There is no problem with foreign buyers purchasing new homes, or even temporary residents buying established homes while they are here for legitimate study or work periods – though they must sell up when their temporary residency visa expires.
But buying established homes without any kind of residency is just plain illegal. So if the NAB figures are correct, Mr Morrison is going to have to force a lot more owners to sell up.
Further evidence of the scale of this problem was uncovered by MacroBusiness economist Leith van Onselen, who notes that since September 2014 there has been a highly unusual de-coupling of two data sets that normally move in unison.
House price growth usually ebbs and flows at the same time as the number of housing finance commitments. That makes sense, as when more loans are written, there’s more money washing about to bid up prices.
However since late 2014, those two have been heading in different directions in our two ‘bubble cities’, Melbourne and Sydney.
That is, the rate at which mortgages are being written has slowed considerably, while the rate at which house prices have grown has sky-rocketed.

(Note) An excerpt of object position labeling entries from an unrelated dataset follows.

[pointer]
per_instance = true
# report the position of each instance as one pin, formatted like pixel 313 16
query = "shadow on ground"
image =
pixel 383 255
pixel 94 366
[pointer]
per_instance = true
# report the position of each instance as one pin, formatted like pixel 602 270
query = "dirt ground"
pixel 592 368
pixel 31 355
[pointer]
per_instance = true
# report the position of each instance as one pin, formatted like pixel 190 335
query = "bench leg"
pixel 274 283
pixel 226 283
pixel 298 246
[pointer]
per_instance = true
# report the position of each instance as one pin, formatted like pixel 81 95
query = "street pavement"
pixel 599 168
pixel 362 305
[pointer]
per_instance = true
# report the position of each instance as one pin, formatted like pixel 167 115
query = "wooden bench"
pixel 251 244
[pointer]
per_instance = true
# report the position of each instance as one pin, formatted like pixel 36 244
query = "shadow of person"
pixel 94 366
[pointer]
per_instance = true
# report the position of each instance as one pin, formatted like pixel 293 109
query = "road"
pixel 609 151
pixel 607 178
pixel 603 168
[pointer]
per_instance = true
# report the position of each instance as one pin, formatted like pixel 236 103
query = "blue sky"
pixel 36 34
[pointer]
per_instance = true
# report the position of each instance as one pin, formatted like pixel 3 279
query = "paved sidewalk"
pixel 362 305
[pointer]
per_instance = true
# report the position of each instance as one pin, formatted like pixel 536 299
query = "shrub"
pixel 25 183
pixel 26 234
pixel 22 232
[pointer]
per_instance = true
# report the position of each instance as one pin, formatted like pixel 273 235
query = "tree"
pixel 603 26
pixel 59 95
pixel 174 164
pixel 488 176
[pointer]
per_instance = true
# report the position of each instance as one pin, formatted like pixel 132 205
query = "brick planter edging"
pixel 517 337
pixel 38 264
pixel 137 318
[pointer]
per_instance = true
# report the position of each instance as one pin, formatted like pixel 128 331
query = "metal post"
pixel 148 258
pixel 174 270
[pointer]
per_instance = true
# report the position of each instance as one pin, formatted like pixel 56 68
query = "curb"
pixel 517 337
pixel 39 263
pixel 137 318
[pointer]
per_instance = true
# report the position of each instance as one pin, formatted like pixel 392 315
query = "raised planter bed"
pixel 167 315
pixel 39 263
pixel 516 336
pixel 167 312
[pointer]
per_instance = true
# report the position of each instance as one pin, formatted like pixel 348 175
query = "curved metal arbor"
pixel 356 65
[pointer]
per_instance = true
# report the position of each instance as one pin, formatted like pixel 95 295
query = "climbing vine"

The logical explanation for that divergence is that cash buyers have come into the market in droves.
That may include nervous retirees who have access to large superannuation lump sums – they may be buying apartments or houses in preference to shares or other asset classes.
More likely, given the NAB figures above, is that large volumes of cash flowed into the country and propped up the bubbles that otherwise would have started to deflate.
That is a headache for Mr Morrison. While it is laudable that he’s trying to clamp down on illegal activity, he may end up scaring off enough overseas investors to cause a price slump in those two cities at least.
Much of the stellar house price appreciation in Sydney and Melbourne occurred before the Australian Prudential Regulatory Authority introduced two reforms designed to chase a good proportion of property speculators out of the market.
First was the 10 per cent growth ‘speed limit’ on investor loans, which banks are trying to meet by raising investor interest rates.
The second is the tighter capital reserve requirements APRA has imposed. The capital that banks are raising must be serviced, so the increased cost of lending has also been passed onto investors via interest rate hikes.
None of that affects illegal investors, however. They are not borrowing – they’re paying cash.
So the bubble cities appear to have been pumped up by the combined forces of slack lending practices (that is, before the APRA reforms), and a flood of foreign money.
APRA is stamping out the slack lending practices, and the Treasurer now says he’ll stamp out illegal money flows from abroad.
If he succeeds, that means the two forces that caused the end-of-boom price surge will collapse, as will prices – great news for young buyers, and bad news for those who will have to watch paper profits go up in smoke.
And there’s every reason to think he will succeed. The owners of the seven forced divestments announced on Tuesday dobbed themselves in, as part of a reduced penalty amnesty that expires on 30 November.
After that, stiff penalties will be enforced – $135,000 fines, and up to three years in prison. Existing legislation also allows the government to confiscate the profit made on the property, or 25 per cent of the purchase price – whichever is larger.
That means that for every successful prosecution, the government will get more money. The newly assembled 50-strong team working on this at the ATO could therefore be funded to expand much further.
And Mr Morrison is asking the community to help this process by ‘dobbing in’ illegal buyers (see the hotline details below), agents or other businesses helping to arrange dodgy deals – the latter will also face harsh penalties if legislation currently before parliament is passed.
A word of warning, however. Bidders at an auction who appear ‘foreign’ may be Australian residents or citizens, and bidders who look local may be bidding on behalf of overseas buyers. Spotting the difference isn’t easy, and should be handled with care.
Even the ATO, expert at tracking down illegal practices, will struggle to pick apart complex transactions involving trusts and companies for which the ‘beneficial owner’ can become blurred.
The uncertainty around the vexed issue is starting to be cleared up. Where that will send house prices will be the big question for many in the month ahead.